The Dingle International Film Festival, the innovative boutique festival which is open to everyone has taken the lead again. In a joint initiative with Irish animation company ‘Jam Media’ it is set to host ‘Animation Dingle’ a one-day gathering of industry professionals. The symposium will take place in the town’s St. James Church on Saturday 16th March, the second day of the four day festival. For the first time ever the senior figures running the top five companies in the sector will gather to celebrate their craft and discuss issues of mutual interest.
There is undoubtedly has been much to celebrate in recent years for Irish cartoon creators. Brown Bag films which will be represented at the Dingle event has earned Oscar nominations for Give Up Yer Auld Sins (2002), Granny O’Grimm’s Sleeping Beauty (2010) and Bafta and Emmy nominations for their hugely popular TV series, The Octonauts (2011). JAM Media, led by CEO Kerryman John Rice, itself won a BAFTA award last year for its animation/live action programme ‘Roy’. In addition it scooped up the Producer of the Year award at the Cartoon Forum’s event in Toulouse, France.
This key event will discuss and debate issue relevant to the practitioners in the sector. However interested viewers and cartoon enthusiasts are welcome to attend. There are in fact two childrens’ animation showcases being screened displaying work suitable for pre-primary and post-primary children. In addition the winner of the best short animation award at Sundance Film Festival will be on show.

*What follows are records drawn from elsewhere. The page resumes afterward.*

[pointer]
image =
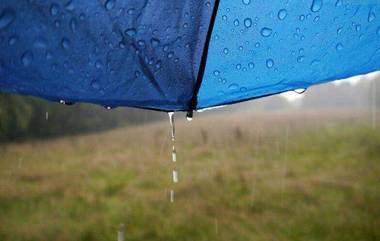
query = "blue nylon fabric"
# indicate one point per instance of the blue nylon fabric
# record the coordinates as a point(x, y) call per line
point(262, 47)
point(141, 53)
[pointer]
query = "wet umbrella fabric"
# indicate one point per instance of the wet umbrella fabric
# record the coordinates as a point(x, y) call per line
point(182, 55)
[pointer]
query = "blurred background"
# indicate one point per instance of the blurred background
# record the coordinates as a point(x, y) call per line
point(287, 167)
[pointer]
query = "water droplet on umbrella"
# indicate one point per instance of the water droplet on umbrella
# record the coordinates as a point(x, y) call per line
point(300, 58)
point(54, 9)
point(155, 42)
point(371, 16)
point(6, 18)
point(246, 2)
point(27, 58)
point(339, 46)
point(233, 87)
point(316, 5)
point(269, 63)
point(282, 14)
point(130, 32)
point(300, 91)
point(266, 32)
point(248, 22)
point(98, 64)
point(65, 43)
point(95, 84)
point(12, 40)
point(69, 6)
point(73, 25)
point(109, 4)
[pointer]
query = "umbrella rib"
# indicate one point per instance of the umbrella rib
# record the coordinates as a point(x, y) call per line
point(202, 67)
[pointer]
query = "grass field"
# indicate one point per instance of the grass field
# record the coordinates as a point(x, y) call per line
point(300, 176)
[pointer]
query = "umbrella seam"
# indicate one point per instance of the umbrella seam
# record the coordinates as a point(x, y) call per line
point(202, 66)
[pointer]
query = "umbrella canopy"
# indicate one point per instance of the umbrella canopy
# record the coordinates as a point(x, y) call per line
point(182, 55)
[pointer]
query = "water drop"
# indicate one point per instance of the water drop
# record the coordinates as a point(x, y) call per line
point(65, 43)
point(95, 84)
point(300, 91)
point(175, 176)
point(170, 55)
point(246, 2)
point(98, 64)
point(109, 4)
point(233, 87)
point(371, 16)
point(73, 25)
point(339, 47)
point(27, 58)
point(316, 5)
point(248, 22)
point(130, 32)
point(154, 42)
point(12, 40)
point(300, 59)
point(266, 32)
point(54, 9)
point(269, 63)
point(282, 14)
point(171, 196)
point(171, 121)
point(6, 18)
point(69, 6)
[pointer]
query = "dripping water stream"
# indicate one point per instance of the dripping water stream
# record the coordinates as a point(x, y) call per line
point(175, 174)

The Dingle International Film Festival has a reputation for attracting industry names who come to the event year after year. Members of Gregory Peck’s family, who have cousins in the town have been frequent visitors as has celebrated documentary film-maker Sé Merry Doyle. This recorder of cultural life in Ireland and beyond has a particular task to perform at Animation Dingle. The ‘Jimmy Murakami Award’ for achievement in the practice of animation is to be presented for the first time. Fittingly it will be given to past Oscar nominee and director and animator of Raymond Biggs’s novels ‘The Snowman’ and ‘When the Wind Blows’, Jimmy Murakami. The Dublin-based Japanese-American has had an illustrious career and in Doyle agreeing to hand over the award a certain symmetry is accomplished. For it was his company Loopline Films that recorded Jimmy’s experiences and the residual anger resulting from his and his family’s internment in an American prison camp during the second world war.
What promises to be a seminal event in the history of the animation industry in Ireland will close with a visual treat. In 1967 the American Film Institute was founded by the Endowment for the Arts and Humanities. Gregory Peck a grandson of Dingle was one of the initial trustees. The first film the AFI funded in 1968 was ‘The Good Friends’ a ten-minute animation. Fittingly this piece will close out Animation Dingle 2013.